The front room was full of people doing tequila shots. I downed lime, salt, tequila. I went looking for Kara, opened a door, saw her on the bed shooting up.
“Close the door,” four people yelled.
Kara sat, a brown belt tied around her arm, pushing a plunger in her vein.
“Oh man this is great,” she slurred.
Someone was heating white powder and water in a spoon. My vision narrowed to focus on the spoon and the red plastic lighter, the guy flicking the lighter again and again.
Kara laid back on the bed.
I slid down the wall.
Weldon, this girl needs a ride home, someone said.
I staggered to his blue Cadillac. We drove away from Kara.

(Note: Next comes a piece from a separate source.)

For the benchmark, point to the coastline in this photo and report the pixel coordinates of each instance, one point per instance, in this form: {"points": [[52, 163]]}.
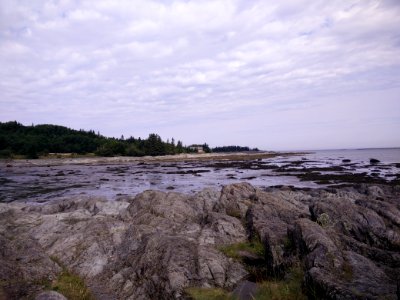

“Pull over, pull over,” I said. “I’m going throw up all over your car.”
“I’m not a taxi service,” he said. But he pulled to the curb so I could puke.
I spent the night on Weldon’s spinning couch, the image of Kara shooting up on loop.
At school Monday Kara was back on the stairs hanging out. Melanie and Ann in the same tight jeans, baggy shirts, same if you ignore me, I don’t care attitude. I could almost believe it never happened. I checked Kara to see if she was higher than usual. Nope. Same red eyes, same goofy grin. I could disappear and she wouldn’t notice. It wouldn’t hurt her the way it hurt me.
“My mom’s going to rehab,” Kara said. Maybe you can get a family discount, I thought, but that felt disloyal. Kara wasn’t an addict just because she shot up once. I wasn’t so squared away myself, I judged my judging and found me guilty. I didn’t know how to ask Kara if this was a real problem. Was the time I saw her with the needle the first? How fast could you get addicted to heroin? Kara was close to a school counselor, maybe I could talk to her. Was it still confidential if it was illegal?
The next week Kara didn’t come back to school.
In June, she called me from a halfway house. Her mom made her a ward of the state. She was working at McDonalds to pay rent. I went to the restaurant, ready to order fries, but when I saw her rushing around behind the counter, her stained uniform ill-fitting and worn, I knew I couldn’t confront her. Losing her chilled me, but her suffering was glacial.
I tried not to make it her fault – how much I missed her. One day we were close enough to stand in public with our arms around each other. Then, her life went on and I was nothing in it.